Il y a beaucoup de plaies de notre époque, ici et maintenant, qui sont solidement installées et dont,
pourtant, on ne saurait donner une date ou une période pour leur apparition.
Et encore moins une autre pour leur disparition.
Exemple ces quémandeurs qui vous assaillent absolument partout. J'en ai compté cinq en moins
de 20 minutes ce matin au marché.
"Bonjour Monsieur, vous n'avez pas de la monnaie pour me dépanner"?
D'aucuns sont assis par terre, un bout de carton expliquant leur situation, d'autant plus
catastrophique qu'exprimée avec des fautes de Français ou d'orthographe.
Tout ce qui est censé nous émouvoir (pas de toit, de nombreux enfants, des injustices ou coups du
sort dont ils sont victimes) est inscrit sur ce CV modèle non conforme et rédigé dans l'urgence.
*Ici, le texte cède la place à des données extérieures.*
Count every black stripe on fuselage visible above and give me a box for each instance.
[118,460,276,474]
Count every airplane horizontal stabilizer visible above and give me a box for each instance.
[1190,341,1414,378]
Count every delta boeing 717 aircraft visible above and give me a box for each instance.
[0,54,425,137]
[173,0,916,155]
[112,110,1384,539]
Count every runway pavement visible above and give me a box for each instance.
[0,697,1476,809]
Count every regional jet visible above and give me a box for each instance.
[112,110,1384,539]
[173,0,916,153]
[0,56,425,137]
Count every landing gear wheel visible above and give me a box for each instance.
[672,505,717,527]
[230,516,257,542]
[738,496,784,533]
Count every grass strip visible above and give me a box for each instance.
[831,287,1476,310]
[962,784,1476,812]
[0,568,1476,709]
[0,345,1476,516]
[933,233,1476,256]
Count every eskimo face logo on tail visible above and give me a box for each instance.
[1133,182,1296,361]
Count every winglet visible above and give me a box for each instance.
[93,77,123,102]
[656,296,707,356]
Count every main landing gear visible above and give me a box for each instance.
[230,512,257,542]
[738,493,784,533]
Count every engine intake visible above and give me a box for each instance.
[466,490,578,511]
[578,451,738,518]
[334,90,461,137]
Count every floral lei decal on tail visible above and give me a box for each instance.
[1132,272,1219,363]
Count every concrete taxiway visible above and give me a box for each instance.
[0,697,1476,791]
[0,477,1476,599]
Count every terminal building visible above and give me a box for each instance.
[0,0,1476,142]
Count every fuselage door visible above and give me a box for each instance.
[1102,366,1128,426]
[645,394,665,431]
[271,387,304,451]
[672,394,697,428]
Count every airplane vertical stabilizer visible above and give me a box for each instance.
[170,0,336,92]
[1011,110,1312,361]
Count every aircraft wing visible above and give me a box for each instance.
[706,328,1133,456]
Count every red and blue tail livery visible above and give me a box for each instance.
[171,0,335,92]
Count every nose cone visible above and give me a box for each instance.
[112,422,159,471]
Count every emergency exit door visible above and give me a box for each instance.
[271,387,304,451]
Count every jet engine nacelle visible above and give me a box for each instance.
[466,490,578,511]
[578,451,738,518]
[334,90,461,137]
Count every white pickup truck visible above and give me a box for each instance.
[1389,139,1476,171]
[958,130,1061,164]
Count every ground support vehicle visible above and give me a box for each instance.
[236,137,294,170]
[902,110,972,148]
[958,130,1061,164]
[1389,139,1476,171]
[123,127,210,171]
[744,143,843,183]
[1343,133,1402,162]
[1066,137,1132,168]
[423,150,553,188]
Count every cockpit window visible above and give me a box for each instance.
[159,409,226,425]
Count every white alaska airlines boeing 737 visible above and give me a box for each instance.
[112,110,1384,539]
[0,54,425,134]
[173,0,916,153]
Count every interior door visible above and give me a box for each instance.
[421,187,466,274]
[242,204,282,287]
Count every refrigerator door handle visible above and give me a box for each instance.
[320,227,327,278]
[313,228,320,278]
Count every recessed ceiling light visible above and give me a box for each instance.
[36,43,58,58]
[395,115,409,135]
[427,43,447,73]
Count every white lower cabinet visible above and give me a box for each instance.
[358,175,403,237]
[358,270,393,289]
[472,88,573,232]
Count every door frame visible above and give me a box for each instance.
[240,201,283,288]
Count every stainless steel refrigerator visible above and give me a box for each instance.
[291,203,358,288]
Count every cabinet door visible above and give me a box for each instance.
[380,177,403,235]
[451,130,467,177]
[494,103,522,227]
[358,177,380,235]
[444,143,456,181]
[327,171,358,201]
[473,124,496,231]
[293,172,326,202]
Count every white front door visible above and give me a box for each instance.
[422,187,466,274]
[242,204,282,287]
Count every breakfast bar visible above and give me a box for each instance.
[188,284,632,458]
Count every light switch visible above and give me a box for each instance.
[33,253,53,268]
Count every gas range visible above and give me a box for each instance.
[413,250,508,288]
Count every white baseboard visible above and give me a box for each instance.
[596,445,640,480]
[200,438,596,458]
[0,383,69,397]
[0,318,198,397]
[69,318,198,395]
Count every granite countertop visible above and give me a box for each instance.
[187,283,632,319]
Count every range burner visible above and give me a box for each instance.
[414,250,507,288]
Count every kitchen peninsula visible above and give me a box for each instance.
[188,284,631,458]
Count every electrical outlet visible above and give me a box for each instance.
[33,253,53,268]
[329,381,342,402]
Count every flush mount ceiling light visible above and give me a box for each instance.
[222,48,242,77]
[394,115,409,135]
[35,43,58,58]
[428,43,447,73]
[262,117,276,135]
C'est certain il n'y a pas d'atelier pour apprendre à rédiger des cartons émouvants formatés et
efficaces.
De plus en plus de ces mendiants modernes s'expriment dans une langue que nous ne comprenons
pas. On dirait parfois qu'ils "inventent" un langage pour attirer notre attention et déclencher notre intérêt
et donc notre générosité.
Il y a ceux qui essaient la note d'humour ("Pour acheter du caviar", "pour jouer au casino" ou "pour aller
voir les filles") et ceux qui sont concrets ("j'ai faim").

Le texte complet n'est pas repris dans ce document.